Introduction

Research on clinical reasoning has been ongoing for more than three decades (Norman 2005). The initial focus of this research was on the process of clinical performance construed as a generic problem-solving ability. Researchers at Michigan State University and McMaster University observed clinical reasoning and described a generic strategy called hypothetico-deductive reasoning. While this strategy was found in experts and novices alike, expertise was linked to generating better hypotheses more quickly. However, looking at the outcome of clinical reasoning, an intriguing finding came to light: performance as measured by diagnostic accuracy was not homogenous, with correlations across problems in the order of 0.1–0.3. Elstein referred to this phenomenon as content-specificity (Norman 2005). Variability across cases has since been found in written assessments as well as in competence and performance assessments (van der Vleuten and Newble 1995). The consequences of these lines of research have been far-fetching, most notably in assessment. The traditional long case has generally been abandoned and replaced by new assessment methods that sample broadly using numerous cases and items, such as objective structured clinical examinations (OSCEs) and written tests using multiple choice questions (MCQs) (Norman 2005).

The phenomenon has also been labelled “case-specificity” and “context-specificity”. The three terms have different connotations and reflect different underpinning explanations for the phenomenon (Norman et al. 2006). Case specificity simply reflects the widespread research findings of variability of performance across cases without suggesting any underlying causal principle. Context-specificity refers to repeated findings in the psychological literature showing that human behaviour is not constant and depends on circumstances (Eva 2003). Content-specificity, the initial term used by Elstein, suggests that the reason for variability from case to case is the variability of the knowledge base, i.e., knowledge of the topic presented in the case is a prerequisite for performance and differences of performance reflect differences in mastery of the underlying knowledge. This initial hypothesis led to research on the link between knowledge and mental representations, and clinical reasoning. These studies have shown that clinicians have different types of organisations of knowledge, from formal basic science knowledge, to illness scripts where knowledge is encapsulated, to clinical exemplars or instances (Custers et al. 1996; Schmidt and Boshuizen 1993; Schmidt et al. 1992). They also use different reasoning strategies, from analytical causal and hypothetico-deductive reasoning to schema-induction and pattern recognition. Expertise is not linked to use of a single strategy (Charlin et al. 2007; Eva 2005; Norman 2005). Indeed the illness script framework describes two steps in clinical reasoning, script activation which is usually non-analytical in experts and script processing which is usually deliberately reflective and analytical (Charlin et al. 2007).

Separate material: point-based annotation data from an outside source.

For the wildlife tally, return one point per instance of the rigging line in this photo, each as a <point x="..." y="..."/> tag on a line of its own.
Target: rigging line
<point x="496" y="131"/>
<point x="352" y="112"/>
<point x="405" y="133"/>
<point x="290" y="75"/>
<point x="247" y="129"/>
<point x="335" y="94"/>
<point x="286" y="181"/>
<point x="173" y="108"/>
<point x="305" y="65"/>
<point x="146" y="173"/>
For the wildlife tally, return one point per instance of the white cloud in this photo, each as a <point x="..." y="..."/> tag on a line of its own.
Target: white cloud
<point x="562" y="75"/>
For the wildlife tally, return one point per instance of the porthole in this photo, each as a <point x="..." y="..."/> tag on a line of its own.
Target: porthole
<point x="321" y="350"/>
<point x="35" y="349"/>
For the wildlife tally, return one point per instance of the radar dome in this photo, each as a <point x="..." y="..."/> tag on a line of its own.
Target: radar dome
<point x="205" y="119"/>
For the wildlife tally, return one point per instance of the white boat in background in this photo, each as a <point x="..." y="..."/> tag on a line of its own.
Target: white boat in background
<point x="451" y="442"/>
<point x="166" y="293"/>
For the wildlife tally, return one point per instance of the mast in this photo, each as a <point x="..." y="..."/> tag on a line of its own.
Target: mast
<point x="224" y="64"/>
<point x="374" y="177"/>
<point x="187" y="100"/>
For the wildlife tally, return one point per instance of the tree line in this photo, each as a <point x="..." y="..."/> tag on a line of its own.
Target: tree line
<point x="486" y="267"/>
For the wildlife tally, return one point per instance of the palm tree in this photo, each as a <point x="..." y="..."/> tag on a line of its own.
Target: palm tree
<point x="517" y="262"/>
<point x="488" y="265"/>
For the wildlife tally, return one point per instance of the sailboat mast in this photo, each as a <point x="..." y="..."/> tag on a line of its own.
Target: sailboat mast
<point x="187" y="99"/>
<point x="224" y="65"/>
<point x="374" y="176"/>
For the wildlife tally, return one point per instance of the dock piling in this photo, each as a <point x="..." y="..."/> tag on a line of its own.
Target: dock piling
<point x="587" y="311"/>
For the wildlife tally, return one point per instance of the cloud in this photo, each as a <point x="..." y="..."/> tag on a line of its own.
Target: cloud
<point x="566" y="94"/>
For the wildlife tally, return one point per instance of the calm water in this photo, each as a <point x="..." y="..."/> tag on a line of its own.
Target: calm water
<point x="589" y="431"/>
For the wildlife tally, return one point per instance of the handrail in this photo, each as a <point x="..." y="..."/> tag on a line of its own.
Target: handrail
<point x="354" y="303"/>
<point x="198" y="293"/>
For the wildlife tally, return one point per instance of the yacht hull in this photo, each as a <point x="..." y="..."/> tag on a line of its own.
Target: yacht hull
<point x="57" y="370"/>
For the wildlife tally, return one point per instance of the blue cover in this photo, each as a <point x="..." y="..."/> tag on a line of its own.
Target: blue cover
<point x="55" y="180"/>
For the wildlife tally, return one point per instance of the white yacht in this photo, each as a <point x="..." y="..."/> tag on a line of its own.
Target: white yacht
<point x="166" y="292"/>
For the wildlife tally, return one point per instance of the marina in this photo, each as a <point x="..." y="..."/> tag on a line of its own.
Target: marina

New assessment formats and new statistical methods such as generalisability analysis and structural equation modelling have provided useful insights into “case-specificity” and clinical reasoning. Recent research has shown that although specific components play a role in clinical problem-solving, elements of more generic abilities, which can be transferred across cases, also contribute to performance (Mattick et al. 2008; Wimmers et al. 2007; Wimmers and Fung 2008). Wimmers et al. used structural equation modelling techniques to test goodness of fit of three models to explain clinical clerkship oral examination grades. They found that neither a model based wholly on a general factor, nor a model based on strictly independent factors, fit with their data, but rather that a mixed model more adequately accounted for their data (Wimmers et al. 2007). The same type of analysis of data from a clinical examination was performed by Wimmers and Fung. Station scores included subscores on three general components, i.e., history taking, physical examination, and communication. Again, mixed models provided better fit to data (Wimmers and Fung 2008). Mattick et al. conducted the same type of analysis on another clinical examination. They found that content specific factors contributed to 43–54% of variance with transferable skills accounting for 13–16% of variance (Mattick et al. 2008) The exact nature of specific and generalisable components is, however, still a matter of discussion.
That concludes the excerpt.